Sie ist die Hüterin des Brunnens samt schöpfendem Knaben. Der "Brunnenjunge" war ihr Vater. "Das ist für mich das Andenken an meinen Vater und meine Kirche", so Sigrun Roßwaag im gemeinsamen Gespräch mit ka-news.de. "Im Sommer halte ich den Brunnen sauber und bewahre ihn vor Schmierereien und Müll. Im Winter bepflanze ich den Brunnen und schmücke ihn festlich."
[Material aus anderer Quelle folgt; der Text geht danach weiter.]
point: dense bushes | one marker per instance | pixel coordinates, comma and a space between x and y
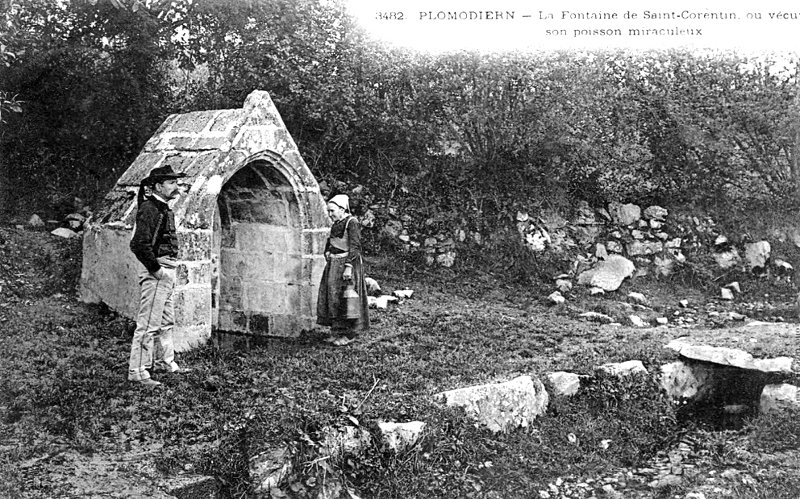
472, 133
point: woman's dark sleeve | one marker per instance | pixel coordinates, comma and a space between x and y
354, 240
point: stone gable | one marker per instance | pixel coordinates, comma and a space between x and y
250, 224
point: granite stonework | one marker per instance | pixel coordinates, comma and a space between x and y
251, 226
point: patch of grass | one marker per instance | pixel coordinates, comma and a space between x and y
775, 432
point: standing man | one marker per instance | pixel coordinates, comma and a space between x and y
155, 244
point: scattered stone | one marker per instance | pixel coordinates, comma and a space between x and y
564, 285
624, 214
727, 259
392, 228
596, 317
446, 259
664, 265
782, 266
341, 441
778, 398
502, 406
269, 469
731, 357
623, 368
757, 254
673, 243
682, 381
608, 274
382, 302
35, 221
403, 294
735, 409
565, 384
734, 286
614, 247
637, 321
637, 298
556, 298
64, 232
373, 288
600, 251
637, 248
398, 437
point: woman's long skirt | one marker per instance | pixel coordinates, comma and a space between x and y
331, 308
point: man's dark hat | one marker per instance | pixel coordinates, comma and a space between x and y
161, 174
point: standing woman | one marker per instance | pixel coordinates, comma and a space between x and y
344, 266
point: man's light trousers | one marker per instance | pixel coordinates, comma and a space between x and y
154, 322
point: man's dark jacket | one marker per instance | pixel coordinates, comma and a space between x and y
155, 235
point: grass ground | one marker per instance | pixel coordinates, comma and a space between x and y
65, 404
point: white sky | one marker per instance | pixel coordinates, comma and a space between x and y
420, 29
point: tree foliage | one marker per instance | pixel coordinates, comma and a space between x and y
481, 134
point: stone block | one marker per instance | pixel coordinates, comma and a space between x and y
200, 274
620, 369
286, 325
260, 324
231, 292
308, 300
203, 163
192, 306
232, 320
502, 406
318, 213
141, 166
227, 119
780, 398
194, 245
189, 337
179, 142
565, 384
288, 269
265, 297
399, 437
228, 237
191, 122
212, 143
181, 275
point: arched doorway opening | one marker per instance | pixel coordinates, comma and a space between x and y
257, 259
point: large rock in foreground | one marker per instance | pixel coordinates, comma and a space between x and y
731, 357
502, 406
608, 274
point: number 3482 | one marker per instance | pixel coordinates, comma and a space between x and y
389, 16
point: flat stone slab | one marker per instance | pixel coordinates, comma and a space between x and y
760, 339
733, 357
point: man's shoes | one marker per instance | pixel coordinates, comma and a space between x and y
149, 382
343, 341
143, 379
171, 367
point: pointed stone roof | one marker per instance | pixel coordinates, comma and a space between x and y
208, 146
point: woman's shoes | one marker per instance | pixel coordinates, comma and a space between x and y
339, 341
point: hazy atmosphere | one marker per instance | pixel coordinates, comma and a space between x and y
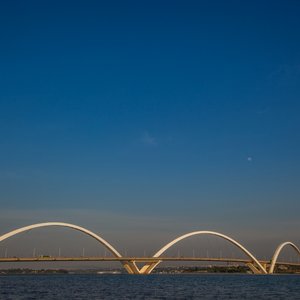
144, 120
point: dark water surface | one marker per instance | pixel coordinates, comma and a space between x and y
150, 287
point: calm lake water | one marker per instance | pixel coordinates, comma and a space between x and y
150, 287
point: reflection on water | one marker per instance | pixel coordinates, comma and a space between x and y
150, 287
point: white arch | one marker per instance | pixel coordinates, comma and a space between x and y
163, 249
86, 231
277, 252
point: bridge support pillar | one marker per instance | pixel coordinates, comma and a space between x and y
254, 269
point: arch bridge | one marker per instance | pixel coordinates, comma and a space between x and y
150, 263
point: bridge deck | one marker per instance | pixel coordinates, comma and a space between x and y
136, 259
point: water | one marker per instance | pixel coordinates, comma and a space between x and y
149, 287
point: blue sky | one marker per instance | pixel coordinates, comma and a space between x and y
164, 109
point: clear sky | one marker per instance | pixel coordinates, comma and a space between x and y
180, 113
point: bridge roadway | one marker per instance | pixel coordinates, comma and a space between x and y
138, 259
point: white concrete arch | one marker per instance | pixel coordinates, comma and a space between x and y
278, 251
148, 269
129, 266
47, 224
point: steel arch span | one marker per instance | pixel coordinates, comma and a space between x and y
127, 265
278, 251
147, 269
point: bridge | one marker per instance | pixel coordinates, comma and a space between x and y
150, 263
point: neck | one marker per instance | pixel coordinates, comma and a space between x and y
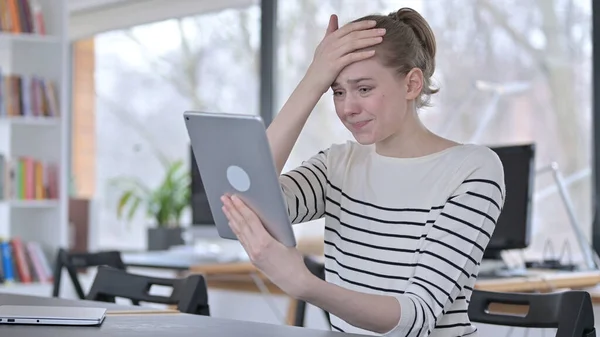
412, 140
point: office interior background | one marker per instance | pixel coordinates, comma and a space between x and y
510, 73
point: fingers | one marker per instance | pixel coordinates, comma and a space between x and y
355, 57
333, 24
238, 223
357, 46
354, 26
245, 211
370, 36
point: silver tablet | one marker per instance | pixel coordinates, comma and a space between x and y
233, 156
51, 315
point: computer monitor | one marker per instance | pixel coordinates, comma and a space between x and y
513, 228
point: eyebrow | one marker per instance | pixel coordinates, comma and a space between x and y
353, 81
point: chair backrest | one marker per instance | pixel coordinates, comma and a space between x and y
571, 312
190, 294
73, 262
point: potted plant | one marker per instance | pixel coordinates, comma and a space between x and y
164, 205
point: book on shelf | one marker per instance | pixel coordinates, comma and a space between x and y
25, 178
22, 16
27, 96
23, 262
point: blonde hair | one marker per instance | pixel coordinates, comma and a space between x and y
408, 43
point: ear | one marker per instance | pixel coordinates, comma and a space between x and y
414, 83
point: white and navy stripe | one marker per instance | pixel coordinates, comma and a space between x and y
418, 237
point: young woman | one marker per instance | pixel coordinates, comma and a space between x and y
408, 214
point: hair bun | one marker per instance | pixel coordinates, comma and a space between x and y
420, 27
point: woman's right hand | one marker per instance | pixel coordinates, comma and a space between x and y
341, 47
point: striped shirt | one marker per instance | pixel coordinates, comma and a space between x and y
411, 228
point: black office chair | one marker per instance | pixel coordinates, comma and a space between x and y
570, 312
317, 269
73, 262
190, 294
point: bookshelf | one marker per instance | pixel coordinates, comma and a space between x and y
34, 135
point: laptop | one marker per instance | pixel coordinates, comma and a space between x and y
51, 315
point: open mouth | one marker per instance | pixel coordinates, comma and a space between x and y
359, 125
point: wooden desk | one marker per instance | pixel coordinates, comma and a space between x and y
151, 325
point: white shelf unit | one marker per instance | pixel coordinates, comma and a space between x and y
41, 138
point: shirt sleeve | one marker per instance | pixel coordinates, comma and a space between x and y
452, 249
304, 189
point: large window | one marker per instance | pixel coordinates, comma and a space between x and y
509, 72
146, 77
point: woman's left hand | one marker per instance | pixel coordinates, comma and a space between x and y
284, 266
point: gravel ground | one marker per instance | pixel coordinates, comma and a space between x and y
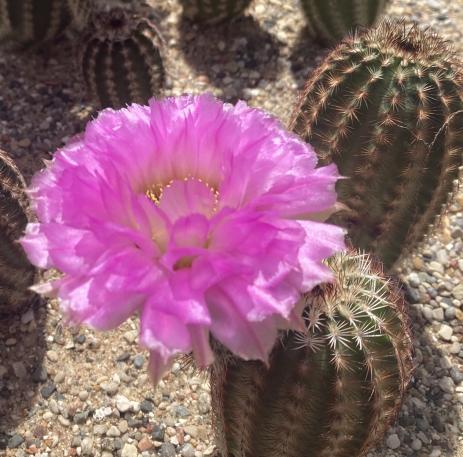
68, 391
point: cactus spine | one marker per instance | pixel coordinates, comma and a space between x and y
213, 11
387, 108
33, 22
16, 273
330, 391
121, 61
331, 20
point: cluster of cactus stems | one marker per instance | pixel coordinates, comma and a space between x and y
331, 20
121, 61
330, 391
33, 22
213, 11
387, 107
16, 273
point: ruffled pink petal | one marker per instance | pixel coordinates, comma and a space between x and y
229, 306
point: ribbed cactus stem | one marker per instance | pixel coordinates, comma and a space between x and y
212, 11
33, 22
121, 60
330, 391
331, 20
16, 273
386, 106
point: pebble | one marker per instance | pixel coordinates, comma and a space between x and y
145, 444
416, 444
446, 384
146, 406
113, 432
15, 441
167, 450
83, 395
111, 388
446, 332
123, 404
188, 450
129, 450
138, 361
52, 356
87, 446
393, 441
47, 391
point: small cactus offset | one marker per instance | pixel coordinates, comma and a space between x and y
33, 22
212, 11
331, 20
121, 61
330, 391
387, 107
16, 273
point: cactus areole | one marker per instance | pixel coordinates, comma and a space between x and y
329, 391
386, 106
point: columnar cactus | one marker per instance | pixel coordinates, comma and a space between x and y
387, 108
33, 22
212, 11
331, 20
121, 60
16, 273
329, 391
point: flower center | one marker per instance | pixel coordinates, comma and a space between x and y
182, 197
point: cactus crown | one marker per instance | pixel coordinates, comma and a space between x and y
122, 61
387, 107
329, 21
16, 273
331, 390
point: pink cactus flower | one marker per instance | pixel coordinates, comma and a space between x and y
205, 218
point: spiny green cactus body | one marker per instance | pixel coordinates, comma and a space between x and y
16, 273
330, 391
33, 22
331, 20
121, 61
387, 108
212, 11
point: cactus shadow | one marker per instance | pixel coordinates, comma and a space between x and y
42, 104
22, 350
428, 414
234, 56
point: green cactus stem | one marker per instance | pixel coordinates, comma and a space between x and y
331, 20
213, 11
330, 391
121, 61
387, 107
16, 273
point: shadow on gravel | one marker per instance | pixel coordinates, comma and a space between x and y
22, 350
42, 102
431, 412
233, 56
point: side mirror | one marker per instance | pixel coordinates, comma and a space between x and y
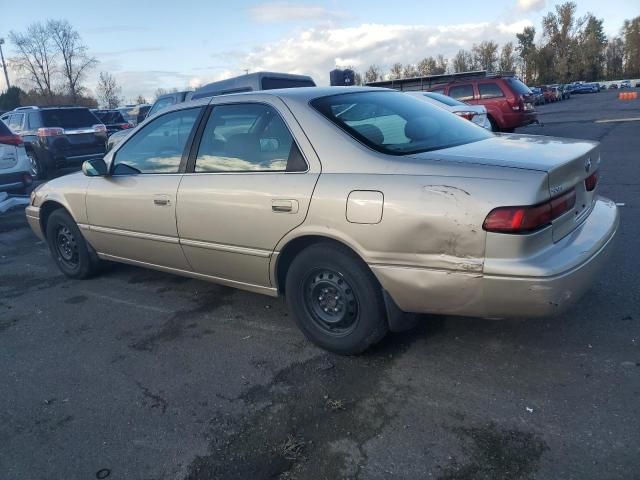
94, 168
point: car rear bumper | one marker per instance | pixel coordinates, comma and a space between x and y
33, 218
14, 181
576, 261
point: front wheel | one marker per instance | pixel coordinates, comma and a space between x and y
335, 299
74, 257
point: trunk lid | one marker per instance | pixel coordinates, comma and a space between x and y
567, 163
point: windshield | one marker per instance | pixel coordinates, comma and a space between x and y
397, 124
518, 86
452, 102
69, 118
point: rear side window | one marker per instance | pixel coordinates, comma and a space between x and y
161, 104
247, 138
33, 121
69, 118
4, 130
15, 121
490, 90
158, 147
461, 92
517, 86
394, 123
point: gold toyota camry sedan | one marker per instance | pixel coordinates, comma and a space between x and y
362, 206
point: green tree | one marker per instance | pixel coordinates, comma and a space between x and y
631, 35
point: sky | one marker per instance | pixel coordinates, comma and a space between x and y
178, 44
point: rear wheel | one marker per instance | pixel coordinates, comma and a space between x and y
335, 299
74, 256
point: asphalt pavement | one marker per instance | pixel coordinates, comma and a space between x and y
138, 374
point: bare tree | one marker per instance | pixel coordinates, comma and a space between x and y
372, 74
507, 58
76, 61
396, 71
36, 56
108, 90
485, 55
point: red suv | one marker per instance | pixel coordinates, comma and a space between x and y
509, 102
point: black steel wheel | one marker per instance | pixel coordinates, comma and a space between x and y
335, 299
73, 255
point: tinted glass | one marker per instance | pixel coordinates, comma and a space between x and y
490, 90
247, 138
461, 92
110, 117
397, 124
15, 121
33, 121
4, 130
452, 102
271, 83
69, 118
161, 104
158, 147
518, 86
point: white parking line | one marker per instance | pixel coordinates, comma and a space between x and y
128, 303
614, 120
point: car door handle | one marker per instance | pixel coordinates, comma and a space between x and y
284, 206
161, 200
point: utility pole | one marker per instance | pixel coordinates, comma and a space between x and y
4, 65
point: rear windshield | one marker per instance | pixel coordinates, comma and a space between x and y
452, 102
397, 124
518, 86
110, 117
69, 118
272, 83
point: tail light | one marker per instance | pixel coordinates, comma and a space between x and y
591, 182
467, 115
529, 219
15, 140
50, 132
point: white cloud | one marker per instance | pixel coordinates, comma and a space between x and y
279, 12
531, 5
317, 50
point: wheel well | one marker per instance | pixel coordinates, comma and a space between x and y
294, 247
45, 212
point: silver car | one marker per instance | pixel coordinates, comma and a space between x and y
360, 205
474, 113
16, 170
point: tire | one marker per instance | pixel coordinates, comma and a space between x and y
73, 255
38, 168
335, 299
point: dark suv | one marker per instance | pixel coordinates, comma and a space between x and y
58, 137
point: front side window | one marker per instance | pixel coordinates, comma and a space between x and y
490, 90
158, 147
247, 137
397, 124
463, 93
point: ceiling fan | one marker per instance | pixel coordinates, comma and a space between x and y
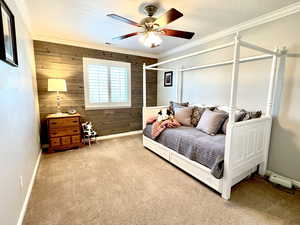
154, 27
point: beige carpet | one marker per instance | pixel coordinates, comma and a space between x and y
118, 182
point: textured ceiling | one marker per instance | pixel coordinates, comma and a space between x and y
86, 20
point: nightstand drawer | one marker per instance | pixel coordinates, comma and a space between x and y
76, 139
63, 122
55, 142
64, 132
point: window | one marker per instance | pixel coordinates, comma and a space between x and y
106, 83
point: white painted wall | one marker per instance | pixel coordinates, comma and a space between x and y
212, 86
19, 119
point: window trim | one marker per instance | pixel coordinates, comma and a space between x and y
109, 105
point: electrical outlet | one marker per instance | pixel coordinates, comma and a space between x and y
21, 183
277, 179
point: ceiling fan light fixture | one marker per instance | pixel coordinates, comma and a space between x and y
151, 40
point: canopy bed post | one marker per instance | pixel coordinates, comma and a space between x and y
179, 82
272, 82
227, 182
144, 86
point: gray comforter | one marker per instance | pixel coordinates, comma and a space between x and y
192, 143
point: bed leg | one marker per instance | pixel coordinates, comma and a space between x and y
226, 191
262, 169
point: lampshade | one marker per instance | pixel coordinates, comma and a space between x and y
57, 85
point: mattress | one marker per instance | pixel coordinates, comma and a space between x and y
194, 144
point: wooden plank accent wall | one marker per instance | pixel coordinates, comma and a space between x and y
65, 61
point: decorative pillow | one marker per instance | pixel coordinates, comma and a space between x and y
177, 105
183, 115
196, 115
210, 122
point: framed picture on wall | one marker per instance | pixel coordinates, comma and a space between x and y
168, 79
8, 43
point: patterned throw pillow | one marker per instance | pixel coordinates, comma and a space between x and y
177, 105
183, 115
196, 115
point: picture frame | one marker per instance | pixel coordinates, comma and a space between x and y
168, 79
8, 42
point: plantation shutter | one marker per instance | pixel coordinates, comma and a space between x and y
119, 84
98, 81
107, 83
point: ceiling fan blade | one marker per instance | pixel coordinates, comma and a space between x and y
178, 33
123, 19
168, 17
125, 36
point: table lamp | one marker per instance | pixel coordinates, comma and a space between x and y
57, 85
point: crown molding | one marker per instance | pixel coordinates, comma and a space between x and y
268, 17
21, 7
93, 46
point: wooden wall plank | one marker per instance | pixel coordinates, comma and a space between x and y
64, 61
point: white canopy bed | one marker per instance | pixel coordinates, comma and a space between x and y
246, 142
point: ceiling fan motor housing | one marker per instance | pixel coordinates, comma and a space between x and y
150, 10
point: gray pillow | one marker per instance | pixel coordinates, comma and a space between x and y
183, 115
210, 122
237, 117
174, 105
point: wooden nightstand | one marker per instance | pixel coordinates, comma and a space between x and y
64, 132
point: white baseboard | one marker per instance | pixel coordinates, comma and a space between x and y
119, 135
295, 183
29, 190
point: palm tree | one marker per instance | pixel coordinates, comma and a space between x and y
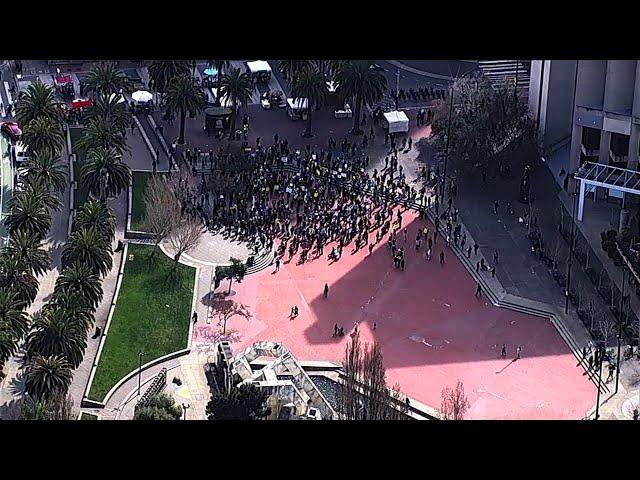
106, 79
310, 84
97, 215
102, 132
56, 332
81, 279
162, 73
183, 95
38, 101
29, 250
13, 319
45, 167
37, 188
47, 377
29, 214
43, 134
109, 106
104, 173
291, 68
236, 87
89, 248
363, 81
15, 278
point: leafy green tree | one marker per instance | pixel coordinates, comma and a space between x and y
161, 407
29, 214
246, 402
43, 134
56, 332
16, 277
362, 81
47, 377
162, 73
102, 132
29, 250
45, 167
106, 79
98, 215
105, 174
236, 88
109, 107
184, 96
89, 248
80, 278
312, 85
38, 101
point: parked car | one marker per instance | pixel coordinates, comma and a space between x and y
12, 130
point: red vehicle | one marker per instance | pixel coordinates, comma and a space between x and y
12, 130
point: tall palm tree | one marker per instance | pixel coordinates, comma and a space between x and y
29, 250
102, 132
291, 68
109, 106
13, 319
80, 278
56, 332
310, 84
106, 79
184, 96
43, 134
104, 173
97, 215
38, 101
36, 188
162, 73
89, 248
29, 214
47, 377
236, 88
363, 81
15, 278
46, 167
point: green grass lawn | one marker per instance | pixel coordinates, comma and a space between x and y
137, 199
152, 314
88, 416
82, 193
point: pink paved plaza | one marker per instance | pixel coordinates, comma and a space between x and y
432, 330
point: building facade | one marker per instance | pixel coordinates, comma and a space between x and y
594, 104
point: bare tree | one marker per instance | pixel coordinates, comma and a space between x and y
162, 209
185, 236
363, 393
454, 402
224, 310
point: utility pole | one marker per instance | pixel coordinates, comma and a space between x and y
446, 154
570, 259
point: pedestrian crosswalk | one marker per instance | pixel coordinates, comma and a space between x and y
500, 72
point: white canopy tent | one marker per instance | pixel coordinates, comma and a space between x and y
259, 66
397, 121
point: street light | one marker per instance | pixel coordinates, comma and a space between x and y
570, 259
140, 355
446, 154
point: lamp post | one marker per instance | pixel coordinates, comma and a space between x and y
620, 327
570, 259
600, 361
446, 153
140, 355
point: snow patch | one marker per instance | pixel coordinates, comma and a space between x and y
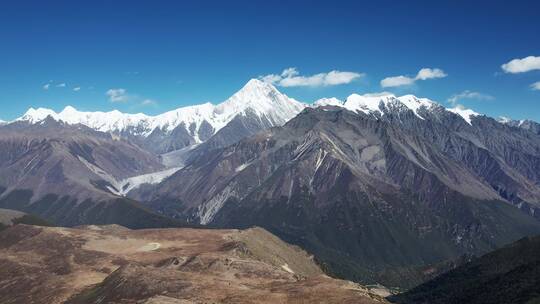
242, 167
257, 97
466, 114
135, 182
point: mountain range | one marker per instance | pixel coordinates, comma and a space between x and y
382, 189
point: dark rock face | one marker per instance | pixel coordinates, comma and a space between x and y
367, 194
507, 275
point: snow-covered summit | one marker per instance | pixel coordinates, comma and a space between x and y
466, 114
256, 96
382, 102
328, 102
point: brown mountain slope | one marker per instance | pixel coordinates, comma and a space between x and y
112, 264
68, 175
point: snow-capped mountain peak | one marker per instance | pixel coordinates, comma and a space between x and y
256, 96
383, 102
328, 102
466, 114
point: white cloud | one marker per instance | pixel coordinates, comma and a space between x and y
454, 99
148, 102
290, 77
522, 65
396, 81
423, 74
427, 73
117, 95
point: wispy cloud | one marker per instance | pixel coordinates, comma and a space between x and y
423, 74
455, 99
148, 102
117, 95
290, 77
522, 65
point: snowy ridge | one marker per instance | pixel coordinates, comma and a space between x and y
256, 96
328, 102
467, 114
377, 103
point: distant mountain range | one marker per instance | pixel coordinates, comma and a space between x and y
378, 187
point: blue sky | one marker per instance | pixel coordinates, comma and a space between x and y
167, 54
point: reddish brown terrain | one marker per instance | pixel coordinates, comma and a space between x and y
112, 264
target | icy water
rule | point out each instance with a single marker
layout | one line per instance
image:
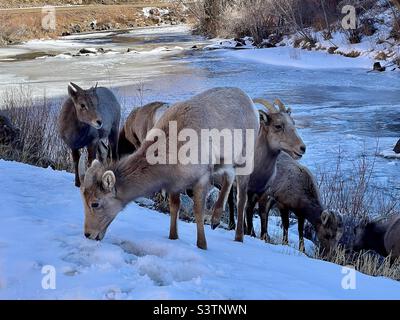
(348, 112)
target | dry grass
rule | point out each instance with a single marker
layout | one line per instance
(365, 262)
(16, 26)
(39, 143)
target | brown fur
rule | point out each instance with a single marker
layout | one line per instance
(382, 237)
(277, 132)
(139, 122)
(86, 117)
(294, 190)
(107, 190)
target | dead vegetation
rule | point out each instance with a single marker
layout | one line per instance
(17, 26)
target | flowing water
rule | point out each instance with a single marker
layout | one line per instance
(343, 111)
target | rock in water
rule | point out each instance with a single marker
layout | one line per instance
(397, 147)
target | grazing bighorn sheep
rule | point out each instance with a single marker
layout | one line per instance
(106, 190)
(139, 122)
(8, 132)
(86, 117)
(294, 189)
(277, 132)
(381, 236)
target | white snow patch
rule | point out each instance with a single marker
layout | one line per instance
(42, 224)
(389, 154)
(292, 57)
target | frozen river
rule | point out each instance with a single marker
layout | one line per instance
(349, 109)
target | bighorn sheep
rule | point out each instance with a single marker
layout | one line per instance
(381, 236)
(139, 122)
(277, 132)
(294, 189)
(106, 190)
(8, 132)
(87, 116)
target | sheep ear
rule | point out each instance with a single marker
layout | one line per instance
(264, 117)
(104, 152)
(325, 217)
(108, 180)
(74, 90)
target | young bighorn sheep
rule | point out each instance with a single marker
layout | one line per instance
(139, 122)
(381, 236)
(106, 190)
(294, 190)
(86, 117)
(277, 132)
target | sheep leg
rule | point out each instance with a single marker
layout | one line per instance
(113, 139)
(231, 204)
(300, 223)
(285, 225)
(92, 150)
(174, 206)
(264, 205)
(199, 198)
(75, 158)
(251, 203)
(219, 206)
(242, 185)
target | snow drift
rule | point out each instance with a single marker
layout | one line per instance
(42, 223)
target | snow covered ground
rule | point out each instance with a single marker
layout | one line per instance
(298, 58)
(41, 224)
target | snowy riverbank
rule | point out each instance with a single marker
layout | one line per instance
(41, 214)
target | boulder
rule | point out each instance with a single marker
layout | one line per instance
(86, 51)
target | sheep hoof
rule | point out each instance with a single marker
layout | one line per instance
(239, 238)
(202, 245)
(173, 237)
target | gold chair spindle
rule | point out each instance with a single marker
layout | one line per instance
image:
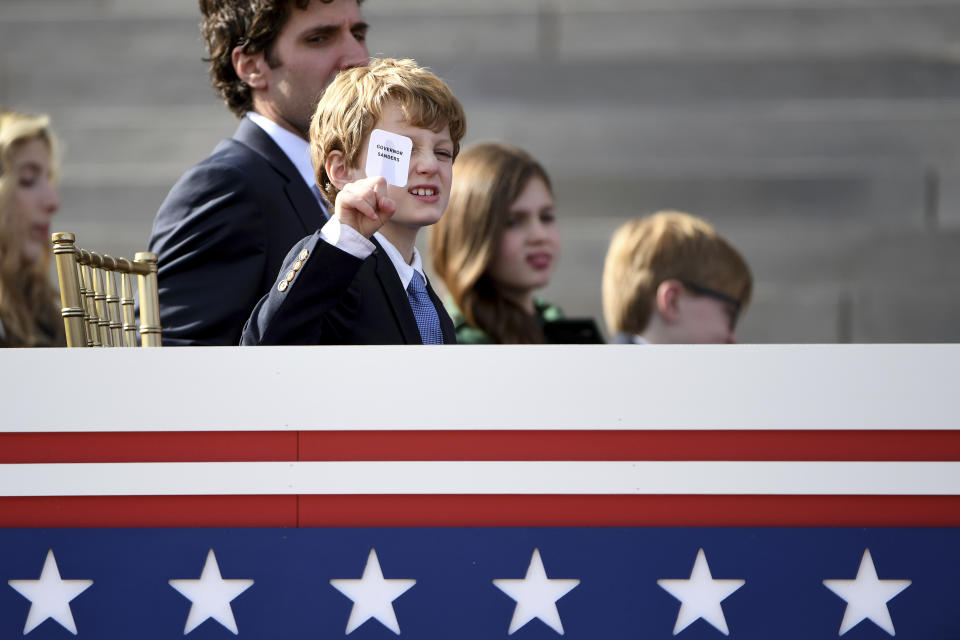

Der Brunnenknabe als Schrein für Sigruns Vater
Leider werden ihre Bemühungen nicht von jedermann geschätzt: "Es war ein Schock! Ich bin an dem Brunnen vorbeigelaufen und sehe - der Knabe wurde um zirka 5 Zentimeter angehoben." Vermutlich habe jemand das Abbild ihres Vaters klauen wollen. Ohne Erfolg. "Schon am nächsten Tag hat sich aber die Stadt darum gekümmert und die Statue wieder befestigt." Laut Sigrun schätze die Stadt sehr ihr Engagement. Sie ist eine offizielle Brunnenpatin der Stadt Karlsruhe.

Im gemeinsamen Gespräch berichtet die pensionierte OP-Schwester von dem prägenden Leben ihres Vaters.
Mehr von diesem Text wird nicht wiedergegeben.